I've had EE pre-paid sims for the last two years, but jumped to Three because it was 20GB data over 24 months and thought it would be nice not to have it run out in a year with unused data for a change.

The EE sims always showed "LTE 4G" in my local areas. The Three sim is permanently showing "3G", even in the centre of Chester which is a really strong 4G area.

I popped into the Three store in town today and the staff (though very helpful) didn't really have any ideas on how to get it to work. They gave me the number for their PAYG support team which I'll try this week.

As most have mentioned, 3G coverage seems good enough for traffic info, but I occasionally need the car's hotspot capability and 3G is a pain for browsing.

I'll report back with any news.


----------



## ChadW (May 2, 2003)

Just noticed today mine is saying LTE again. Not sure whether it is linked but the system seemed to restart itself the other day as the map display reverted back to normal and I had to re select Google view again.

Perhaps this ensured the correct signal speed for the Data module?

Either that or the clear blue sky weather is helping. :?


----------



## Number86 (Oct 20, 2017)

Has anyone had experience of the car requesting a sim card, even when you know it's in there. A click in and out sorts it, but it happens occasionally. Additionally, where does the data cable connect into, if the sim is down?


----------



## Greyscale (Sep 7, 2017)

I recently bought one of the data sims, however after a month it's had rinsed it! I don't use it for anything special! Does anyone know why?

Sent from my iPhone using Tapatalk


----------



## pcbbc (Sep 4, 2009)

Greyscale said:


> I recently bought one of the data sims, however after a month it's had rinsed it! I don't use it for anything special! Does anyone know why?
> 
> Sent from my iPhone using Tapatalk


Assuming you did in fact purchase the 12 month PAYG SIM, and not just a single month...

Do you have a phone or other mobile device paired with the car WiFi? If so it will most likely be using the cars WiFi over its own internal SIMs data plan. So if you are streaming music, or possibly also making calls from phones that support WiFi calling, then you will be using the cars data allowance.

There is an option in the MMI setup menus to prohibit use of the car SIM connection from being shared with WiFi devices (and only allow its use by MMI apps).


----------



## ZephyR2 (Feb 20, 2013)

Seems to be a common problem but reading that made me think of something.
The iPhone, and probably most phones, will only carry out certain data heavy functions when connected to WiFi. When your phone connects to your car's SIM it sees it as a WiFi just like your home WiFi. So might start downloading the latest IOS update or syncing files with your cloud server etc. Mine will use the car SIM for WiFi Calling when connected, I don't know if that uses much data.


----------



## digital_dreamer (Aug 28, 2011)

Correct the iphone will pull down a lot of data in the background esp when plugged in.
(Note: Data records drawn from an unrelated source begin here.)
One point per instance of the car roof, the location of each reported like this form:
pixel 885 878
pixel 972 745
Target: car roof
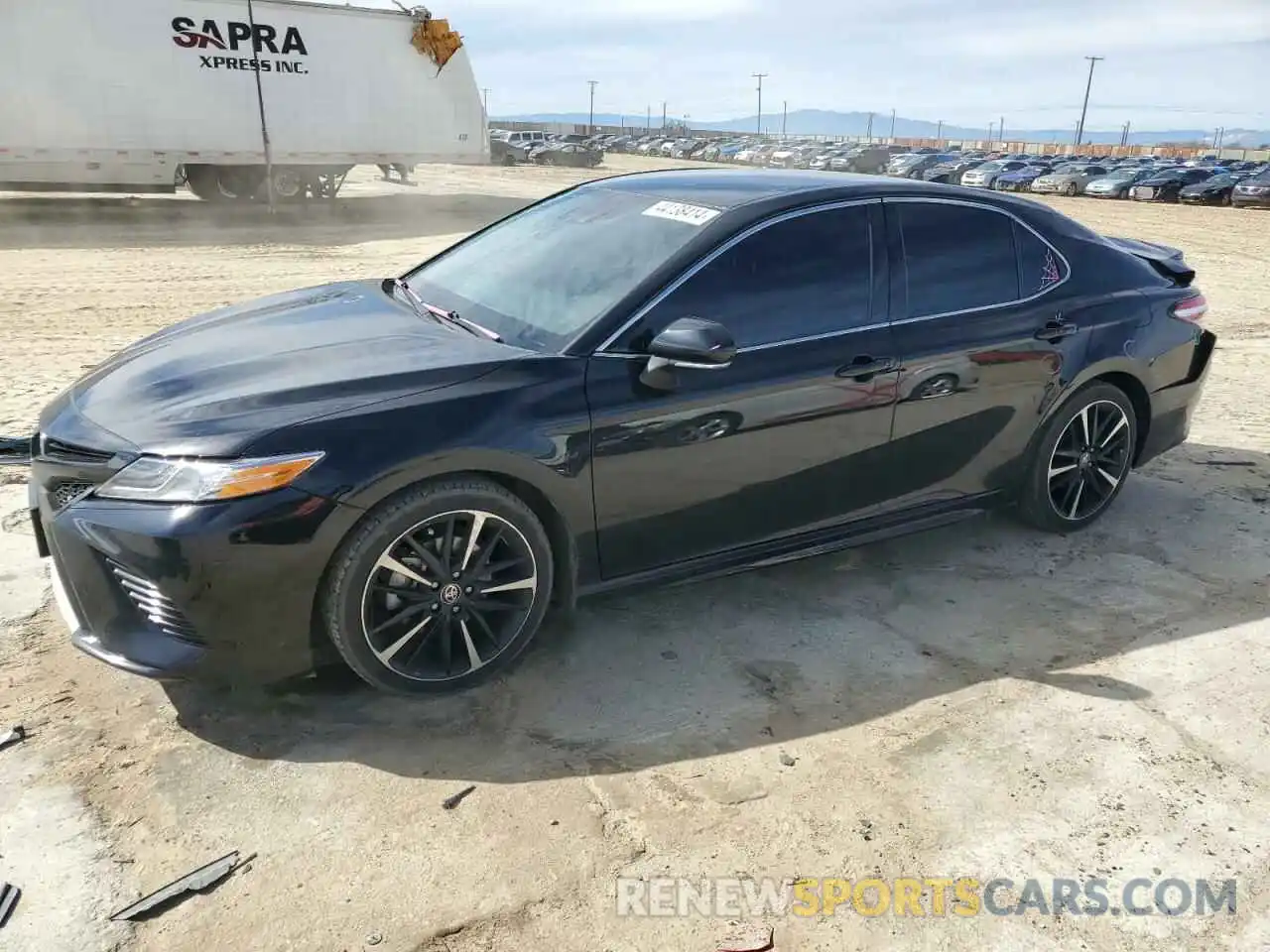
pixel 731 188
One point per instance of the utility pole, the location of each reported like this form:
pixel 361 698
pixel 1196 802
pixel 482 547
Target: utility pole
pixel 1088 84
pixel 264 126
pixel 760 76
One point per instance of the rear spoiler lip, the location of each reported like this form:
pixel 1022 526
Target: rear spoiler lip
pixel 1169 262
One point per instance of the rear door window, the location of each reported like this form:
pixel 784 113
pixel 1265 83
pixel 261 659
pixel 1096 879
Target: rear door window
pixel 801 277
pixel 956 258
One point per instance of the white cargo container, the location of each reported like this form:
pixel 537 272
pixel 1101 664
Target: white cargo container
pixel 114 96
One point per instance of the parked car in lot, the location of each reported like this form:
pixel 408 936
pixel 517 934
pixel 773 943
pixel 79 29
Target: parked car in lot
pixel 1218 189
pixel 951 172
pixel 862 159
pixel 1252 191
pixel 1020 179
pixel 407 474
pixel 985 175
pixel 1118 181
pixel 913 167
pixel 1165 185
pixel 1069 179
pixel 568 154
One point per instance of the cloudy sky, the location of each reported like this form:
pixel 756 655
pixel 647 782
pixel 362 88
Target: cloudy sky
pixel 1170 63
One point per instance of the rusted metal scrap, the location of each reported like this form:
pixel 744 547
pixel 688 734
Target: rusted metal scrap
pixel 197 881
pixel 434 37
pixel 8 900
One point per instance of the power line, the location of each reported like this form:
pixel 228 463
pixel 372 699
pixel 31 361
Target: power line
pixel 760 76
pixel 1080 128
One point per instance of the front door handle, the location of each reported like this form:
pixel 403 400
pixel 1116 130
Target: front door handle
pixel 1056 329
pixel 865 366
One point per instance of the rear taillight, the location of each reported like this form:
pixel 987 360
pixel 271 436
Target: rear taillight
pixel 1191 308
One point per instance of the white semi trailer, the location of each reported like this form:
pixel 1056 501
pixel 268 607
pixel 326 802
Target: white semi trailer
pixel 125 96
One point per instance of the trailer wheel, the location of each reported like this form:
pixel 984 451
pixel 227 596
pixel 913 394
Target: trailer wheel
pixel 239 182
pixel 290 184
pixel 203 180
It auto updates the applications on the phone unless you change the settings. This can eat over a gig of data.


----------



## Dino_Donis (Apr 19, 2004)

My 12GB 12 month data sim just expired as it had been in my car for 1 year, I checked how much data had been used and it was under 3 GB, I use sat nav with traffic info regularly, a bit of internet radio and other services and my phone connects to it when I'm in the car. I used 2 android phones in that time Galaxy s7 Edge then an S9....

I assume that the data sim is a 12 month one? most are not.....


----------



## Gh0sty (Sep 7, 2017)

Greyscale said:


> I recently bought one of the data sims, however after a month it's had rinsed it! I don't use it for anything special! Does anyone know why?
> 
> Sent from my iPhone using Tapatalk


Check out the topic I posted on it - I did 24gb in 2 months! It's definiately the phone doing something updating in the background, and if it's using your data to make and take calls.

I now connect my phone via bluetooth not on the wifi - I obviously dont need it connected while driving!


----------